Yes, I agree about speeding history up. The question is what exactly that looks like. I don't necessarily think that the "acute risk period" ends or that there's a discrete point in time where we go from nothing to superintelligence. I think it will simply be messier, just like history was, and that the old-school Yudkowsky model of a FOOM in a basement is unrealistic. If you think it will look like the last 2000 years of history but sped up at an increasing rate - I think that's exactly right.

[-]Vladimir_Nesov1y140

It won't be our history, and I think enough of it happens in months in software that at the end of this process humanity is helpless before the outcome. By that point, AGIs have sufficient theoretical wisdom and cognitive improvement to construct specialized AI tools that allow building things like macroscopic biotech to bootstrap physical infrastructure, with doubling time measured in hours. Even if outright nanotech is infeasible (either at all or by that point), and even if there is still no superintelligence.

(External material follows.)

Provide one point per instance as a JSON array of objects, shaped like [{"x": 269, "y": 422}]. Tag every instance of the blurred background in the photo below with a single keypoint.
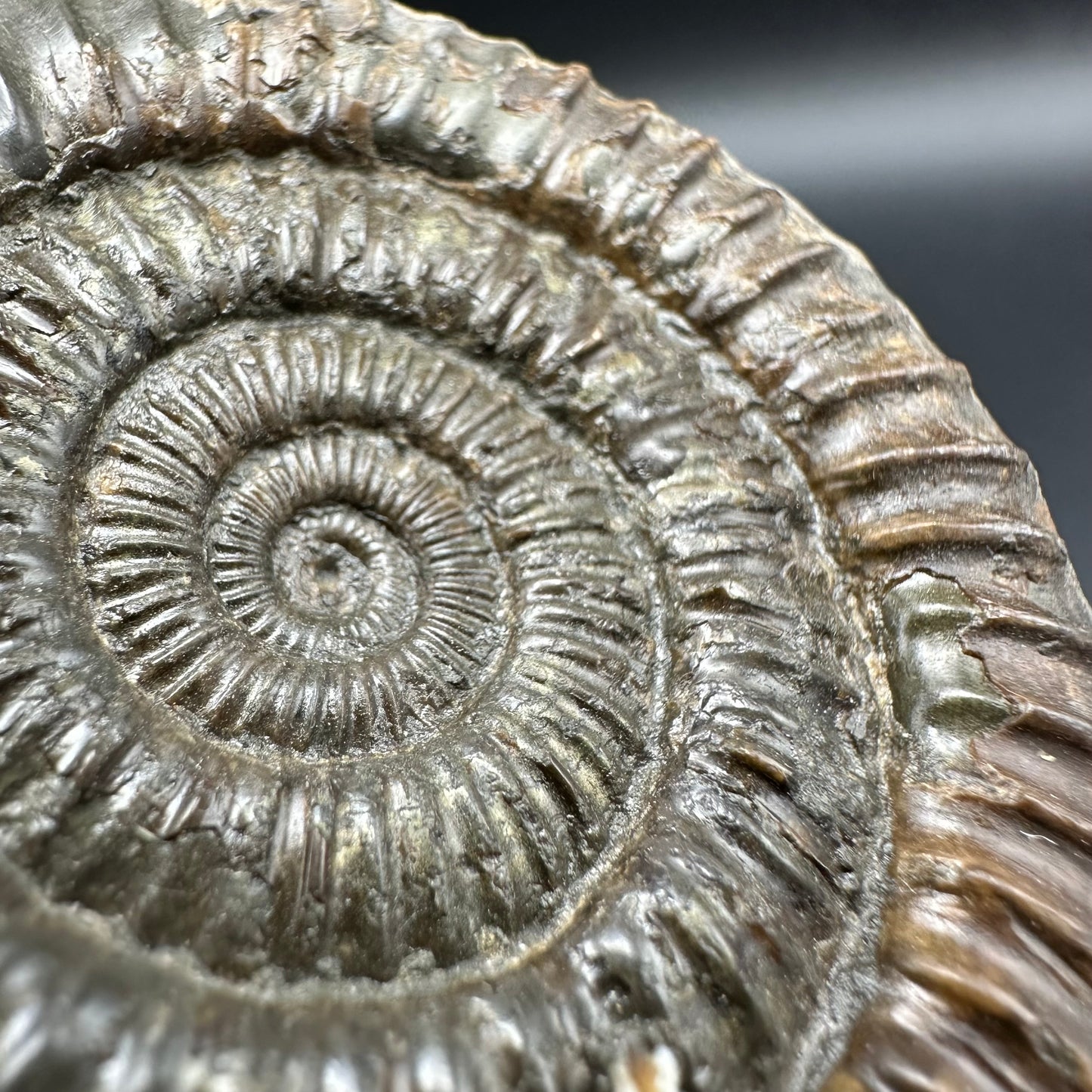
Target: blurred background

This whole process doesn't start until first STEM+ AIs good enough to consolidate their ability to automate research, to go from barely able to do it to never getting indefinitely stuck (or remaining blatantly inefficient) on any cognitive task without human help. I expect it only takes months. It can't significantly involve humans, unless it's stretched to much more time, which is vulnerable to other AIs overtaking it in the same way.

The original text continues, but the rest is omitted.